(Из интервью 1990 года)
<...> Мне непонятно, какие чувства испытывала Кира Муратова, снимая свой последний фильм. Моя жена и все мои друзья говорят мне, что я ничего не понял, что это замечательный, удивительный, восхитительный фильм. А мне было очень скучно. В чем в чем, но ни в какой зависти меня заподозрить нельзя, я ее абсолютно лишен, и очень люблю людей, когда мне нравится их кино. Все эти страшные годы я очень любил и люблю Киру Муратову. И она это знает. Даже в ситуации, когда меня драл Ермаш, я ему говорил: «Ладно, со мной хорошо, но объясните мне, за что уничтожены „Долгие проводы“. Ну у меня политика, время. А у Муратовой — мама ревнует мальчика. При чем здесь Советская власть? Я отказываюсь это понимать». И Кира все это знает. Но кто бы мне что про «Астенический синдром» ни объяснял — я эту картину не приемлю. Там есть одна очень хорошая сцена с икрой, когда я чего-то понял про жизнь. А когда мне показывают собачек на бойне... Можно и пострашнее снять. Все можно снять, и как люди агонизируют. Но уж когда снимаешь собачек, то еще и посвистеть им: «Бобик-Бобик», чтобы Бобик еще так лапками захлопал — мол, выпустите меня отсюда; мне кажется, это вещи для мастера совсем запрещенные. Уж лучше снять, как собачки гадят, все равно их жалко будет. А этот «Бобик-Бобик» мне кажется ужасающей банальностью. И я не понимаю, почему все говорят, что это слепок мира, мир гораздо страшнее. И какая разница — матерятся герои или нет. Лично для меня это ничего не определяет. Честно говоря, я просто обрадовался, когда свет зажгли в зале. Весь фильм я скучал. Как-то раздраженно скучал.
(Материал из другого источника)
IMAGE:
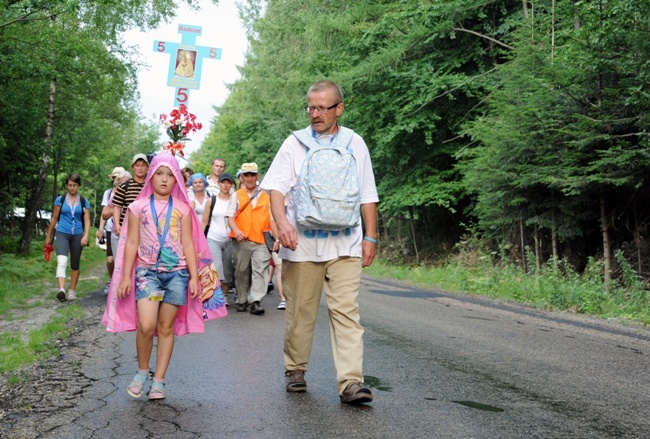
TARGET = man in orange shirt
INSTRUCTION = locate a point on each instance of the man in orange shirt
(249, 216)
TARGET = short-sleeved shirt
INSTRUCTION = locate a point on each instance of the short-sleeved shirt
(106, 199)
(219, 228)
(71, 221)
(125, 194)
(172, 257)
(318, 245)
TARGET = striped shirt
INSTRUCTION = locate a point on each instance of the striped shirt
(125, 194)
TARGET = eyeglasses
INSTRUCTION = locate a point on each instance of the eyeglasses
(321, 110)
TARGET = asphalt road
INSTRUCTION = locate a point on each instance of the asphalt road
(439, 365)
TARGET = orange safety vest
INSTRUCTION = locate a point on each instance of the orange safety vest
(253, 221)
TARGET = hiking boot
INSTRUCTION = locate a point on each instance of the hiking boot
(257, 309)
(356, 393)
(295, 381)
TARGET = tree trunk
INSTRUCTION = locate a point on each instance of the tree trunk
(415, 244)
(607, 251)
(554, 245)
(538, 251)
(525, 3)
(523, 243)
(32, 208)
(637, 244)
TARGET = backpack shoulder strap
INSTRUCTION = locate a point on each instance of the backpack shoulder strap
(342, 139)
(304, 136)
(213, 201)
(60, 207)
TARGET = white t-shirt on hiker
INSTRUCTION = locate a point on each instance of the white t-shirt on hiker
(318, 245)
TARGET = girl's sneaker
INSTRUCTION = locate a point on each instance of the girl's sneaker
(137, 385)
(157, 390)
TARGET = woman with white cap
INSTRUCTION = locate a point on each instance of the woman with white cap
(118, 176)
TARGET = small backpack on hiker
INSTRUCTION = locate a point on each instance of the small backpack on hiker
(329, 193)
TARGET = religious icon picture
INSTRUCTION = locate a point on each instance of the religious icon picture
(185, 63)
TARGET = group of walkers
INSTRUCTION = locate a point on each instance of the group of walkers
(167, 225)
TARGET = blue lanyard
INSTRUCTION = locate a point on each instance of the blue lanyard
(163, 235)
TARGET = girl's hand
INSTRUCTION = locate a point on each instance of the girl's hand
(194, 287)
(124, 288)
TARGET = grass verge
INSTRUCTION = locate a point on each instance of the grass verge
(550, 288)
(27, 289)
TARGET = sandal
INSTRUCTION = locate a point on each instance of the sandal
(157, 390)
(136, 386)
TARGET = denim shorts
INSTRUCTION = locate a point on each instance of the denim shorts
(172, 283)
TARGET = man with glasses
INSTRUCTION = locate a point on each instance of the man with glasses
(218, 168)
(317, 260)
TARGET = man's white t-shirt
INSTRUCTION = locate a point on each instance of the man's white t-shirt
(318, 245)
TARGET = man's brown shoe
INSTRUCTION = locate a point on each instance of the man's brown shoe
(356, 393)
(295, 380)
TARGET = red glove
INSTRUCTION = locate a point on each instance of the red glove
(47, 252)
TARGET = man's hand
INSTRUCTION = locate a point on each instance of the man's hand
(368, 250)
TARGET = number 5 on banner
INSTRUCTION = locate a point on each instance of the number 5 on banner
(181, 97)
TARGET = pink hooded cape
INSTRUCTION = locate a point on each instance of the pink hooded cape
(122, 315)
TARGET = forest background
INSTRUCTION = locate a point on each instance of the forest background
(502, 133)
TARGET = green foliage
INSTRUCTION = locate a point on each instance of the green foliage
(553, 289)
(21, 291)
(70, 53)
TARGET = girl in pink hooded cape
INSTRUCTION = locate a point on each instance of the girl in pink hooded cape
(122, 315)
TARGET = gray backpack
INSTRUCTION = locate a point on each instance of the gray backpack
(329, 193)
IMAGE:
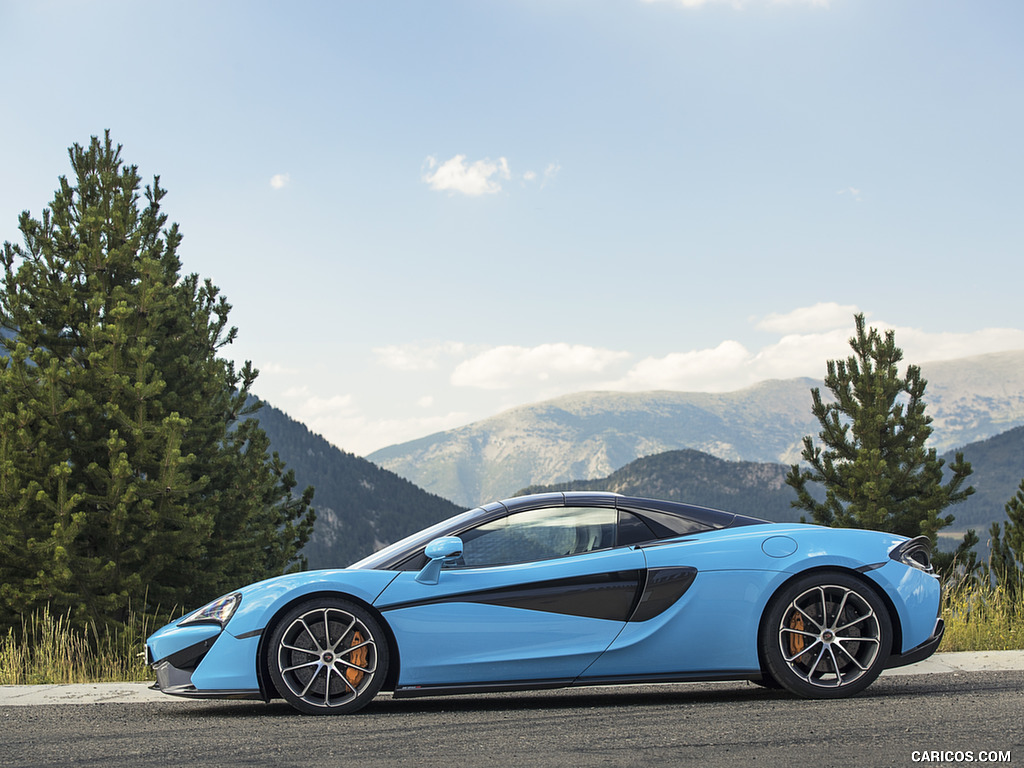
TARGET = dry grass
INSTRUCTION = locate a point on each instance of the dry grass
(980, 616)
(47, 649)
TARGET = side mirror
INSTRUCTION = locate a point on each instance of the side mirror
(438, 552)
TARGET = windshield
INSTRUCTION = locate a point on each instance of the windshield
(416, 541)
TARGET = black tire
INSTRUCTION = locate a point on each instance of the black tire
(826, 635)
(328, 656)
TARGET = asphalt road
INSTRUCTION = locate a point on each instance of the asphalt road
(979, 715)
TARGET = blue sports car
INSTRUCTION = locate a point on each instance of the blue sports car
(568, 589)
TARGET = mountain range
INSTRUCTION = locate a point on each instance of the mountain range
(592, 434)
(359, 507)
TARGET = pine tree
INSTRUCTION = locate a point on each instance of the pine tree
(876, 468)
(130, 474)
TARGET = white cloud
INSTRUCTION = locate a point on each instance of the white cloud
(455, 175)
(742, 3)
(508, 367)
(821, 316)
(418, 357)
(730, 366)
(700, 370)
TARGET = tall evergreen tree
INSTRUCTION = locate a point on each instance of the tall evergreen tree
(876, 468)
(126, 477)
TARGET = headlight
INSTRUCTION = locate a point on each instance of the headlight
(915, 552)
(219, 611)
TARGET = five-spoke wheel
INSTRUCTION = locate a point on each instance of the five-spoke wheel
(328, 656)
(826, 635)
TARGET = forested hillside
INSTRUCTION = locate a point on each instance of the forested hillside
(998, 468)
(359, 507)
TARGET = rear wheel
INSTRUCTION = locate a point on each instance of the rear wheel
(328, 656)
(826, 635)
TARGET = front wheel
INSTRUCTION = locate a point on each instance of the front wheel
(328, 656)
(826, 635)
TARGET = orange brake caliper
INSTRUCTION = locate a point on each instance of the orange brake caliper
(797, 642)
(358, 657)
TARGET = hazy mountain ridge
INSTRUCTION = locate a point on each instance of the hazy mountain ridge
(359, 506)
(756, 488)
(998, 469)
(591, 434)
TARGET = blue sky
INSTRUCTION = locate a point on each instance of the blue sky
(426, 212)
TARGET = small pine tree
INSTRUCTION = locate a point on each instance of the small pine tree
(875, 466)
(129, 475)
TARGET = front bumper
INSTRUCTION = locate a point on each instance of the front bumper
(216, 666)
(921, 652)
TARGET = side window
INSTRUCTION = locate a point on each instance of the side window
(539, 535)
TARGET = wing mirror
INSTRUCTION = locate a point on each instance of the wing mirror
(439, 551)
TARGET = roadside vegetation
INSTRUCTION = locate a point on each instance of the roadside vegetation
(48, 648)
(981, 615)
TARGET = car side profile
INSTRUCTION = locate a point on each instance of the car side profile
(568, 589)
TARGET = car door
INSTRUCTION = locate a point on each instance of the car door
(536, 598)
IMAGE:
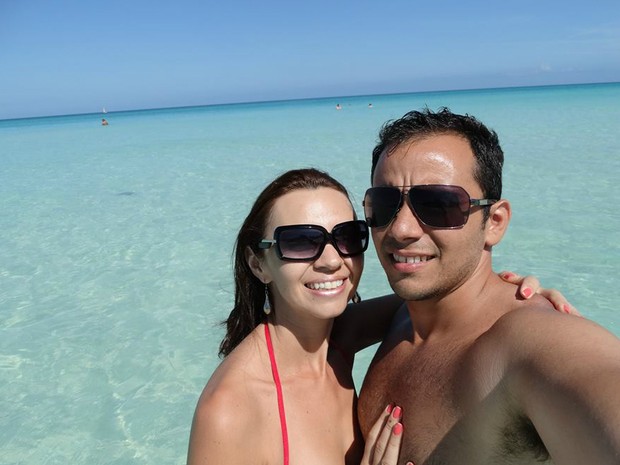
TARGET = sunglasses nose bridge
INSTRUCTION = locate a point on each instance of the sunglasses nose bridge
(328, 254)
(408, 222)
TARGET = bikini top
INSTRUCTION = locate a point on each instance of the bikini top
(276, 380)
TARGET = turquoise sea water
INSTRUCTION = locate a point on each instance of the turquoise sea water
(115, 258)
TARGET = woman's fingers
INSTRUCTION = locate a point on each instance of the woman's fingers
(529, 285)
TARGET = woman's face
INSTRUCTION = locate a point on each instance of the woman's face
(322, 287)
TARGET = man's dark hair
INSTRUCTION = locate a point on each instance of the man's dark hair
(483, 141)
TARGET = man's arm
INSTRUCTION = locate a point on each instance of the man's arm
(566, 380)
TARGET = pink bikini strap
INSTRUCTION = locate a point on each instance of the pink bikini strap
(276, 380)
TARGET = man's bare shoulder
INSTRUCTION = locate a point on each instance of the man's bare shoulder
(536, 324)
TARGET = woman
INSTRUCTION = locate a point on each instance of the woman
(286, 376)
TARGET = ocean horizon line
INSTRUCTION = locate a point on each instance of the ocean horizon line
(301, 99)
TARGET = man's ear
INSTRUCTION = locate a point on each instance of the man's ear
(256, 265)
(497, 224)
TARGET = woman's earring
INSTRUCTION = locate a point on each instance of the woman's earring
(267, 305)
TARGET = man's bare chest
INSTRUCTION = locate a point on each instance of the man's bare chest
(454, 408)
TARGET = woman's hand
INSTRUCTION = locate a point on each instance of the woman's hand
(383, 441)
(529, 285)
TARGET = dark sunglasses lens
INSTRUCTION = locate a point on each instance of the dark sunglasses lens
(381, 205)
(440, 206)
(351, 238)
(300, 243)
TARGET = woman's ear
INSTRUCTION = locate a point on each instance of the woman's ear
(497, 224)
(256, 265)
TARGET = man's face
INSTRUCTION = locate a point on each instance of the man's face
(421, 262)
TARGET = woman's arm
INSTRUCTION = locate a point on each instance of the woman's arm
(219, 434)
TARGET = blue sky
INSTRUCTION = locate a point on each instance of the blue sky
(64, 57)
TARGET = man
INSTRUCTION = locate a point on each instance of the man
(479, 382)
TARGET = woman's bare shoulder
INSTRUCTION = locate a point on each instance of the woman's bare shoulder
(228, 410)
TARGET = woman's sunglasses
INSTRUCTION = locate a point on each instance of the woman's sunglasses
(305, 242)
(438, 206)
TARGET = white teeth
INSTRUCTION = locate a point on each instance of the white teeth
(326, 285)
(401, 259)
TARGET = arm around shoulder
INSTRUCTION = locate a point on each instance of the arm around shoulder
(567, 385)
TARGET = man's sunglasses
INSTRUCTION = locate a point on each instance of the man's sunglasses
(438, 206)
(305, 242)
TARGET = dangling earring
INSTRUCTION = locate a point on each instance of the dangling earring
(267, 305)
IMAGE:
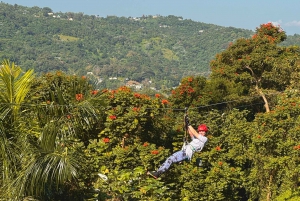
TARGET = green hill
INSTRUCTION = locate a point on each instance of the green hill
(162, 49)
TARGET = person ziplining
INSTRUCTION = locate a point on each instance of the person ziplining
(196, 145)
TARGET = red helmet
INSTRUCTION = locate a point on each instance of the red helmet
(202, 127)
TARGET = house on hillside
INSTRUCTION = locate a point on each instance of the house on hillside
(134, 84)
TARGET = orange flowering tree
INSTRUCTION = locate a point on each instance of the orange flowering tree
(135, 139)
(255, 66)
(190, 93)
(275, 152)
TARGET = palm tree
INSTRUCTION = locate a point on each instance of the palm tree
(14, 87)
(54, 130)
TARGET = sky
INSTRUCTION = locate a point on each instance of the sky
(243, 14)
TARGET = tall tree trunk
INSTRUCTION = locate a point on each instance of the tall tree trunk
(259, 91)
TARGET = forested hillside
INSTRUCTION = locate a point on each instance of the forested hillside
(162, 49)
(62, 139)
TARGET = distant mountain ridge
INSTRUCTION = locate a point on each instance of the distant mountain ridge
(148, 48)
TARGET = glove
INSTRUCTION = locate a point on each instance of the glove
(187, 121)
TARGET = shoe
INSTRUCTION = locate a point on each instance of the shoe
(153, 174)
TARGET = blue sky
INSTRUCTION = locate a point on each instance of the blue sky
(235, 13)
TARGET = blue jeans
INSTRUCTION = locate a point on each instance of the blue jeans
(174, 158)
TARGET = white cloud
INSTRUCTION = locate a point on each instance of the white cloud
(293, 23)
(277, 23)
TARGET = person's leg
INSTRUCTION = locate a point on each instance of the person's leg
(174, 158)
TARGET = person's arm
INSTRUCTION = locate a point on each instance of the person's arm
(193, 133)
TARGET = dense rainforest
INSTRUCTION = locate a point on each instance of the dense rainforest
(159, 49)
(64, 138)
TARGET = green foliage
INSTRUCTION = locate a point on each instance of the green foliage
(112, 46)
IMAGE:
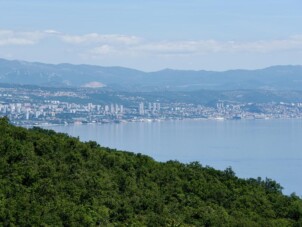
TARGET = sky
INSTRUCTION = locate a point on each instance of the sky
(151, 35)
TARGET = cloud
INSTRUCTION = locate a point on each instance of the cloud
(8, 37)
(95, 44)
(95, 38)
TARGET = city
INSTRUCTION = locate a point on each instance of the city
(43, 106)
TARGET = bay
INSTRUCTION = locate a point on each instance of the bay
(253, 148)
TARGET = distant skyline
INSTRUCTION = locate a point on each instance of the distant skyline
(153, 35)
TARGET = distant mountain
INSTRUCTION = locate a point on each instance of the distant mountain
(119, 78)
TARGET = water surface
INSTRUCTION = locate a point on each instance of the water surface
(265, 148)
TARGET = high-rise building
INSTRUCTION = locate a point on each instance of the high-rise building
(141, 109)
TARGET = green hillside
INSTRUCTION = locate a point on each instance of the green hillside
(51, 179)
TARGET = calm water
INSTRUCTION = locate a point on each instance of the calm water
(266, 148)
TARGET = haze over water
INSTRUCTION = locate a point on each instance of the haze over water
(265, 148)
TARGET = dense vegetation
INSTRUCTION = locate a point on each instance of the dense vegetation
(49, 178)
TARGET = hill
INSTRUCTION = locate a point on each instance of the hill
(119, 78)
(49, 178)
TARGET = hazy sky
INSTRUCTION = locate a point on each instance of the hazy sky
(153, 34)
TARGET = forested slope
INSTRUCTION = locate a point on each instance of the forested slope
(48, 178)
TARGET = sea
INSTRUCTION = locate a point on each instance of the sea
(252, 148)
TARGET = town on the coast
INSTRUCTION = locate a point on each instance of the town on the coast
(43, 106)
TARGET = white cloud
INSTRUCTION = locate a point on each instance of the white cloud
(8, 37)
(116, 44)
(95, 38)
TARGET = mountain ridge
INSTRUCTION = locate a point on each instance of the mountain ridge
(284, 77)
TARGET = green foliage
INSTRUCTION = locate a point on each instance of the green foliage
(49, 178)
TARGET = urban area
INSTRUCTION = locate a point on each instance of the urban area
(44, 107)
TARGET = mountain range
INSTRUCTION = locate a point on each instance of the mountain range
(279, 77)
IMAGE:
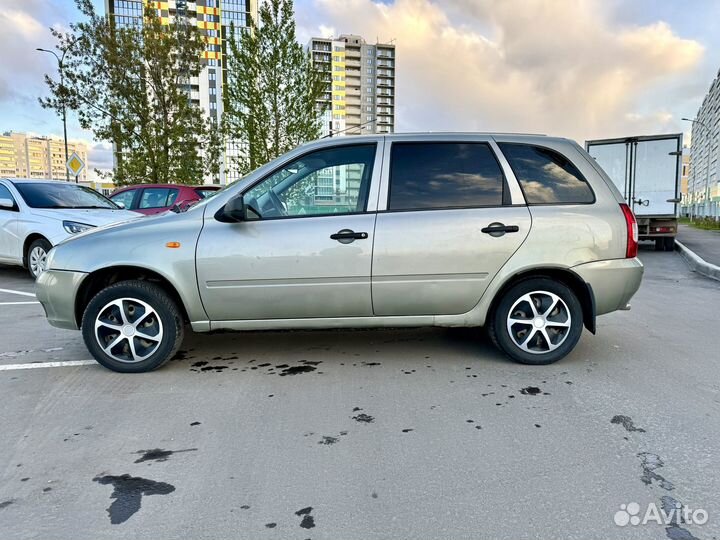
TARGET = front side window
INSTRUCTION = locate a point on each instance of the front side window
(157, 198)
(325, 182)
(431, 176)
(125, 197)
(546, 176)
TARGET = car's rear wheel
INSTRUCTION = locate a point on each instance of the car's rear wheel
(537, 321)
(132, 326)
(36, 257)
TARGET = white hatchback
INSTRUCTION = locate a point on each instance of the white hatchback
(35, 215)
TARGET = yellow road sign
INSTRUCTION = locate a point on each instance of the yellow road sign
(75, 165)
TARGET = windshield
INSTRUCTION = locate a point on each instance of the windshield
(60, 195)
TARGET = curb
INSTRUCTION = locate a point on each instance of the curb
(697, 264)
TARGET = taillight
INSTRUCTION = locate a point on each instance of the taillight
(632, 234)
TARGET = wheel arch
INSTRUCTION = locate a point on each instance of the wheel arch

Я многие картины Муратовой наизусть знаю. «Долгие проводы» очень люблю, очень люблю эту несчастную искалеченную картину «Среди серых камней». Не люби я так ее предыдущие фильмы, я бы ей сказал какие-то общие слова, но я сказал: «Кира, убей меня, но я ничего не понял, мне было скучно». Она засмеялась огорченно. Я понимаю ее, но тут уж ничего не поделаешь. Так что друзья надо мной смеются, крутят у виска, говорят, что я идиот. Пусть, но мне кажется, что картина просто плохо выполнена. Вот и все.
И у Тарковского финал [«Жертвоприношения»] на грани банальности, и у Муратовой, но там я плакал, а здесь скучал. <...>
Герман А. Высокая простота (беседовала Т. Иенсен) // Искусство кино. 1990. № 6.